Many wrote that the onset of the storm was preceded by a loud roar, like an approaching train. It was a roar they not only heard but felt vibrating in their gut.

That sound was the wind at the knife edge of the cold front smashing the snow to powder. Dr. Louis W. Uccellini, director of the National Centers for Environmental Prediction and an expert on snowstorms, compares what was happening on the ground as the cold front came through to the smoke and ash roiling through the canyons of lower Manhattan after the towers of the World Trade Center collapsed on September 11, 2001: “It was not a laminar flow in which the currents move in parallel layers, but a flow moving in turbulent eddies. The turbulence behind this front must have been incredible. The air was rolling over at the same time that it was coming down. The effect was like putting the snow and ice in a grinder. The turbulence pulverized the snow to talcum powder as it entered the last mile or so of the atmosphere above the ground."

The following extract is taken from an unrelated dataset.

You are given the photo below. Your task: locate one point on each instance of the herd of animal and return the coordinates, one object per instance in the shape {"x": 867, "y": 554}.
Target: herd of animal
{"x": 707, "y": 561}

That morning the four classrooms of the Groton School were full for the first time since Christmas on account of the balmy weather.

Perhaps a hundred children in all had walked from the houses lining Main Street to the two-story schoolhouse set optimistically beyond the fringe of settlement. As usual, eight-year-old Walter Allen had gotten to school early. As the row monitor of his classroom, he had important duties to perform. And so even before his father W.C. Allen left for his law office next door on Main Street or his two older brothers headed out to their jobs at the sole remaining Groton newspaper, Walter ducked behind the family’s house and cut across the backyard toward school.

On a mild morning like January 12, the walk from the Allen house to school was nothing, even for an eight-year-old. As long as Walter stayed away from the deep drifts that massed behind buildings and fences, he was fine—and anyway, once he got beyond the outhouses tucked discreetly in back of the Main Street homes there were few structures of any kind until he reached the school. Not a single tree varied the monotony or broke the wind, though for once that morning the wind wasn’t a problem.

The vestibule of the school where the children hung their wraps and stowed their wet shoes was less jammed than usual since the weather was so mild. Some kids had dispensed with cloaks and overcoats altogether—their wool stockings and homemade linsey-woolsey and calico dresses and petticoats or thick shirts and trousers would have been warm enough on such a mild morning.

One girl remembered slipping out of the house in a short cape made from the bottom of an outgrown coat before her mother spotted her and insisted on the heavy coat. “My brothers wore little homemade denim jackets. No scarves, mittens or overshoes, for it promised to be a fine winter’s day. Long before I reached school, I was carrying my cape in my hand.” It was hard on a day like that to be in school at all, but finally the teachers managed to herd all of them inside and get them settled—children ranging in age from five or six to fourteen, divided among four classrooms in the two-story frame schoolhouse.

Walter in his coveted front-row seat opened his desk and took out his slate, his erasing rag, and his prize possession—a delicate little perfume bottle. All the kids kept corked bottles of some sort in their desks to use in cleaning their slates—they’d pour a bit of water from the bottle onto the slate and scrub it clean with a rag.